On Sunday, the governments of France, Belgium and Luxembourg said they had agreed a plan to rescue the bank.
“The proposed solution, which is the result of intensive consultations between all involved parties, will be submitted to the Dexia board, whose responsibility it is to approve the plan,” a joint statement said.
The board is meeting this afternoon.
Both Mr Sarkozy and Mrs Merkel have met with visiting IMF chief Christine Lagarde in recent days.
Ms Lagarde visited the French leader in Paris on Saturday and was in Berlin to see the chancellor on Thursday, when the two women were joined by World Bank chief Robert Zoellick.
President Sarkozy is expected in the German capital on Sunday afternoon.
Germany and France have differed over how to recapitalise Europe’s banks, said by some to require between 100bn (£86bn; $134bn) and 200bn euros to withstand the sovereign debt crisis.
Paris is believed to want to use the eurozone’s bailout fund – the European Financial Stability Facility (EFSF) – to recapitalise its own banks, while Berlin is insisting the fund should be used as a last resort.
Another key dispute is how to use the EFSF to buy sovereign debt. France does not want to set guidelines but Germany would like to limit the sum used for each member state and set a time limit for bond purchasing, according to German newspaper Handelsblatt.
On Sunday, “Dexia will be among the topics that will be discussed but the main topic is Greece and the eurozone, as banks are only a consequence [of the crisis]“, a source at the French finance ministry told Reuters news agency.
Last week, Belgian and French finance ministers announced plans to siphon off Dexia’s riskiest assets into a “bad bank” and remove its French local government lending operations, as fears grew that it might collapse due its large holdings of Greek government debt.
French banks are seen by analysts as over-exposed to Greek, Italian and Spanish debt, and leaders want to prevent any new, bigger reduction in Greece’s debt which might trigger a banking crisis across Europe.
“We must ensure that the banks have sufficient capital” to prepare for a possible further reduction, German Finance Minister Wolfgang Schaeuble told the Frankfurter Allgemeine Zeitung (FAZ) newspaper.

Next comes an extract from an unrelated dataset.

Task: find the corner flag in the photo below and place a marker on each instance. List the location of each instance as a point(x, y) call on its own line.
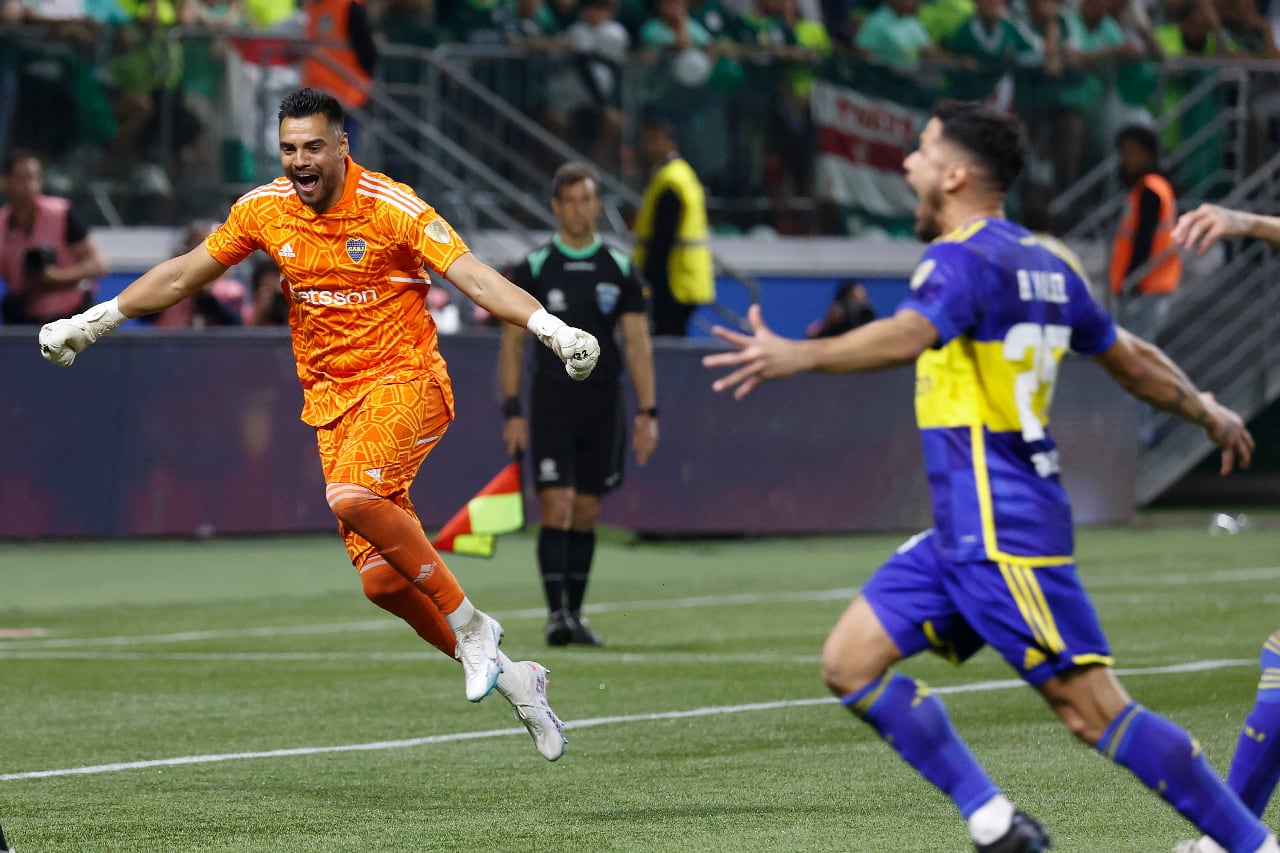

In July, leaders agreed that private lenders should take a hit if Greece is forced to default on its debts. However, the cut of 21% proposed could “perhaps” be insufficient, Mr Schaeuble said.
Talks are continuing over the latest bailout tranche for Greece, which could run out of cash as soon as mid-November.
The European Commission, the European Central Bank and the IMF are currently deciding whether to release about 8bn euros to help the Greek government pay its bills.
This is money from the original 110bn euro bailout agreed last summer. Another 109bn euro bailout was also agreed by European leaders in July, but this has yet to be ratified.
Despite efforts by leaders to contain the crisis, there is little evidence that its end is nearing, analysts say.
“There is a high risk that this crisis further escalates and broadens,” the German finance minister said.
On Friday, the international ratings agency Fitch downgraded the sovereign credit ratings of Italy and Spain, and another agency, Moody’s, downgraded 12 banks in the UK and nine in Portugal.
Plans to expand the EFSF, and give it greater powers, were also agreed in July and have been ratified by most national parliaments. Slovakia will vote on the proposals this week.
However, these plans are now seen as inadequate and leaders have said they hope to announce new measures at a G20 meeting in Cannes at the beginning of November.